Call for Artists: Cryin’ Out Loud

Center for Contemporary Arts, Santa Fe

Entry Deadline: Mar. 5

1050 Old Pecos Trail
Santa Fe, NM 87505
Phone (505) 982-1338

Cryin’ Out Loud is a juried exhibition that examines the role of women’s and femmes’ voices as expressed in art about politics, activism, and emotion. Considering both the metaphoric and literal voice, Cryin’ Out Loud explores and celebrates the use of art as a form of speaking up and out. A large group exhibition of works by selected artists will take place in CCA’s Muñoz Waxman Gallery, 1050 Old Pecos Trail, Santa Fe, NM 87505.

Micol Hebron, Juror’s Statement: Cryin’ Out Loud takes each word of this maxim seriously – Crying. Out. Loud. – and navigates the various implications of the phrase, wheter exasperated and fed up (“Oh, for crying out loud!”) or literal, as one who does not hide her desperation or emotion while she is actually “crying out loud”. Similarly, “living out loud” has associations with survivors of abuse, with activism in the LGBTQ community, and with anyone refusing to “be quiet” about issues of oppression, identity and authorship. It is time to speak loudly with our voices and our art; with our intellect and our emotion; with our politics and our personhood.

Throughout history women’s voices, perspectives, and innovations have been undermined by those in power. In order to have their voices heard or published, many women artists and writers have adopted gender neutral or male pseudonyms. Women have fought for their right to vote, are still fighting for wage-equity, and to have equal representation in congress. Speaking and acting out is complicated for women and femmes because of common double standards like the label “hysterical,” for simply speaking her mind. Women have learned to work within these oppressive structures often at the expense of their rights and humanity, and frankly, we are ready for change.
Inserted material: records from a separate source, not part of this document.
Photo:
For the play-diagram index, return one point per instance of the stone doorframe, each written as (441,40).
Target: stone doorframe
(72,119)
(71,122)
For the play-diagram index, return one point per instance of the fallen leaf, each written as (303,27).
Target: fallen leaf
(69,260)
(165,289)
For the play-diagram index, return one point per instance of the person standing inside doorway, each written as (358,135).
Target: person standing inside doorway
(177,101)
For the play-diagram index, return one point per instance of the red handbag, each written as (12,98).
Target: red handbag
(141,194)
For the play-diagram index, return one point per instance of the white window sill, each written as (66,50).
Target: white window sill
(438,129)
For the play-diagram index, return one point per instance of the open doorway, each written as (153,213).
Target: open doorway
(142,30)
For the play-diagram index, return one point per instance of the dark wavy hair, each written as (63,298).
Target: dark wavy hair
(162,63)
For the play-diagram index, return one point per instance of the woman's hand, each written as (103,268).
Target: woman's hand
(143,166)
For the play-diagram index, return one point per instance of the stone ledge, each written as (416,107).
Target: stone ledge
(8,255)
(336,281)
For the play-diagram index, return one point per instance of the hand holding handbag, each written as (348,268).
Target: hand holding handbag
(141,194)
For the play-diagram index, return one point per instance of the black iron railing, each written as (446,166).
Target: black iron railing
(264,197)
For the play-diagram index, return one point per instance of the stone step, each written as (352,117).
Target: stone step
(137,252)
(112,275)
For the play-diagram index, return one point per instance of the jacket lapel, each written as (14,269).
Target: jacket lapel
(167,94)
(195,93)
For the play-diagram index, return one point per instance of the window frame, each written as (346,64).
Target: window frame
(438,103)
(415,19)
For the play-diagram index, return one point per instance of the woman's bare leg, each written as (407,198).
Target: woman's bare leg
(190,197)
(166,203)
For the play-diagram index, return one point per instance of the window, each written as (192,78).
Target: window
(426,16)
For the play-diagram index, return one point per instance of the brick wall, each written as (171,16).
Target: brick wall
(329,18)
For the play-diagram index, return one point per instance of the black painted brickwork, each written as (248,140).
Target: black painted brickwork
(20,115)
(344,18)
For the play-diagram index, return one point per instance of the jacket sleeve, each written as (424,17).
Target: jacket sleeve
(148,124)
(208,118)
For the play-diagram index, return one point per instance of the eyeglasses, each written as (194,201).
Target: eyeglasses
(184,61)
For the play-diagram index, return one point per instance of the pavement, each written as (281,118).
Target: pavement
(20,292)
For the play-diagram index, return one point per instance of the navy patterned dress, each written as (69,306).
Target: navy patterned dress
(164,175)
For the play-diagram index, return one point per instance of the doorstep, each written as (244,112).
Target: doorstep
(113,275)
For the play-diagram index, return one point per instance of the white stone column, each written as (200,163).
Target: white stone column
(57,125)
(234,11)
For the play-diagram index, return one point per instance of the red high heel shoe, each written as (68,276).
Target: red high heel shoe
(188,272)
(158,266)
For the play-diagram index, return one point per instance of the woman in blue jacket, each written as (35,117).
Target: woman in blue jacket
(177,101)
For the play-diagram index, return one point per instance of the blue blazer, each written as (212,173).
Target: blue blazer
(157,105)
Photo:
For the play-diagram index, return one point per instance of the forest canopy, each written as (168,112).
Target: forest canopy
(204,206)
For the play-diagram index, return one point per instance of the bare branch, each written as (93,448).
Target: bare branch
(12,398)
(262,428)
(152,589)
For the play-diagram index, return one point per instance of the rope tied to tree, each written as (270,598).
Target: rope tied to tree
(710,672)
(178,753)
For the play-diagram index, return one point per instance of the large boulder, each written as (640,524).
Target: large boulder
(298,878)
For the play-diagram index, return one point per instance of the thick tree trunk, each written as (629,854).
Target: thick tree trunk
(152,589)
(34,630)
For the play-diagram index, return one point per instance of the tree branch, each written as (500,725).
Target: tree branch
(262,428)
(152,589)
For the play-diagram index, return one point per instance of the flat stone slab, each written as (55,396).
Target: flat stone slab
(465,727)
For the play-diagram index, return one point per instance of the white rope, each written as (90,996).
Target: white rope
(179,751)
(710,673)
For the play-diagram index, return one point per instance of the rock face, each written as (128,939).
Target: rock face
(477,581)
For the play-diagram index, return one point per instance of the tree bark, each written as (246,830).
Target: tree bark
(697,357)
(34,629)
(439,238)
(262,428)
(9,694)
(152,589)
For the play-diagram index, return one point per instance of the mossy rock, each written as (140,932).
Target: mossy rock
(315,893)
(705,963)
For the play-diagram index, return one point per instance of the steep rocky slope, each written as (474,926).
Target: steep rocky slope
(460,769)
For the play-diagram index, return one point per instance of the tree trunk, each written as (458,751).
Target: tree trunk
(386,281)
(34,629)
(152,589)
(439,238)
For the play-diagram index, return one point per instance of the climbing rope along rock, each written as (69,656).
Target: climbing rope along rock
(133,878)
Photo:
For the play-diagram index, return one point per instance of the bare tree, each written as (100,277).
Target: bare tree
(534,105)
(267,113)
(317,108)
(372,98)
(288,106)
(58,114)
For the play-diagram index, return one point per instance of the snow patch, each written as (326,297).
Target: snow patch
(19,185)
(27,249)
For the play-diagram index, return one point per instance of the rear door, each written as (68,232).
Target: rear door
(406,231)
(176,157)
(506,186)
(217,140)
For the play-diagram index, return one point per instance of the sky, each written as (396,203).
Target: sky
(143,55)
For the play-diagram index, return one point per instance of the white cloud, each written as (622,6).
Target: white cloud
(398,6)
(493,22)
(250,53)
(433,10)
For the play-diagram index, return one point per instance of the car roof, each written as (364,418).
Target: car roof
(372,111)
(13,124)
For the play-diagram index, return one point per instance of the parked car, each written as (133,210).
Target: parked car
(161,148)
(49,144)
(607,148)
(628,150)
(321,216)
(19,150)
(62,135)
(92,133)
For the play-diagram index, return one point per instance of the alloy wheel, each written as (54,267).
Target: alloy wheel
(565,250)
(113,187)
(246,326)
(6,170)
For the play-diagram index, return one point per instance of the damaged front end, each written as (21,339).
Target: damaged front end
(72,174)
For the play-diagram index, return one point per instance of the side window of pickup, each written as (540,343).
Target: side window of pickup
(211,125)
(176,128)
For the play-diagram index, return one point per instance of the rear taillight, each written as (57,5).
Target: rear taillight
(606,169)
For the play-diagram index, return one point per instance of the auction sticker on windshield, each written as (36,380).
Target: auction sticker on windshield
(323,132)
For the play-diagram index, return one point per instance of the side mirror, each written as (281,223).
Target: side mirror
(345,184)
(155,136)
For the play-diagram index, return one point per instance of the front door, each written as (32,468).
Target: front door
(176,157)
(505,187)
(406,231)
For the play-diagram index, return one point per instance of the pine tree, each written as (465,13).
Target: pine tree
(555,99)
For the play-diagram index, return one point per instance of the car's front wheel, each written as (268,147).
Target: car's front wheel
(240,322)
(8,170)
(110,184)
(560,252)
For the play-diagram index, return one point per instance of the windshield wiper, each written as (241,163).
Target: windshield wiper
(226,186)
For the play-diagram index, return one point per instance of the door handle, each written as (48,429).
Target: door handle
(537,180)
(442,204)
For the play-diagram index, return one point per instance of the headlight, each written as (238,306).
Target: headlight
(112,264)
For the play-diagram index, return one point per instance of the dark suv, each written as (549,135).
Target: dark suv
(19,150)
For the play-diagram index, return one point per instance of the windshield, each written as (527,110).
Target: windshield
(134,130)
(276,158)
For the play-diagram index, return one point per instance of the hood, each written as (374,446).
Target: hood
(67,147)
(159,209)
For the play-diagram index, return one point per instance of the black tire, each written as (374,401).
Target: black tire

Cryin’ Out Loud proposes that to unabashedly express emotion is a political act. To live out loud is a necessary political gesture and that women’s experience needs to be seen, heard, and cherished. The exhibition will consist of work in all media that embraces emotion as statement; that broadcasts social and political concerns, and that reacts to and resists the structures that continue to oppress us.

How it Works:

Eligible artists can enter up to 5 images ($35 application fee), statement, CV and web link. All works must be made within the last 2 years. The juror will review the submissions online and make selections A large group exhibition will feature these selections, of which three participants will recieve cash prizes (totaling $1,500.) All artists will be responsible for shipping artwork both ways.

Applications Available: January 18, 2017
Application Deadline: March 5, 2017
Winners Announced: March 24, 2017
Exhibition Dates: April 21 – July 9, 2017
Eligibility: Nation Wide (United States)

Application Requirements:

Applicants can submit up to 5 images Current CV A brief statement on how your work addresses the themes of the exhibition Payment of a $35 submission fee. Shipping artwork to and from CCA.

Juror:  Micol Hebron is an interdisciplinary artist whose practice includes studio work, curating, writing, social media, crowd-sourcing, teaching, and public speaking. Hebron is an Associate Professor of Art at Chapman University; the founder/director of The Situation Room, a resource space for the creative community (in Eagle Rock, CA); the Femmes International Video Art Festival; the Gallery Tally Poster Project about gender equity in contemporary galleries; and the Digital Pasty/Gender Equity initiative for the internet. In 2016 she was awarded the SPArt grant for Social Practice Art in Los Angeles. Previously, Hebron has been the Chief Curator at the Utah Museum of Contemporary Art; the director of the UCLA Summer Art Institue; an editorial board member at X-Tra magazine; an independent curator; a conservator at LACMA, and the co-founder of Gallery B-12 in Hollywood in the 90s. She has served on advisory boards at Los Angeles Contemporary Exhibitions, Birch Creek Ranch Residency (Utah), Los Angeles County Museum of Art, and UCLA. She is the founder of the LA Art Girls and the co-founder of Fontbron Academy. She employs strategies of conciousness-raising, collaboration, play, and participation to support and further feminist dialogues in art and life.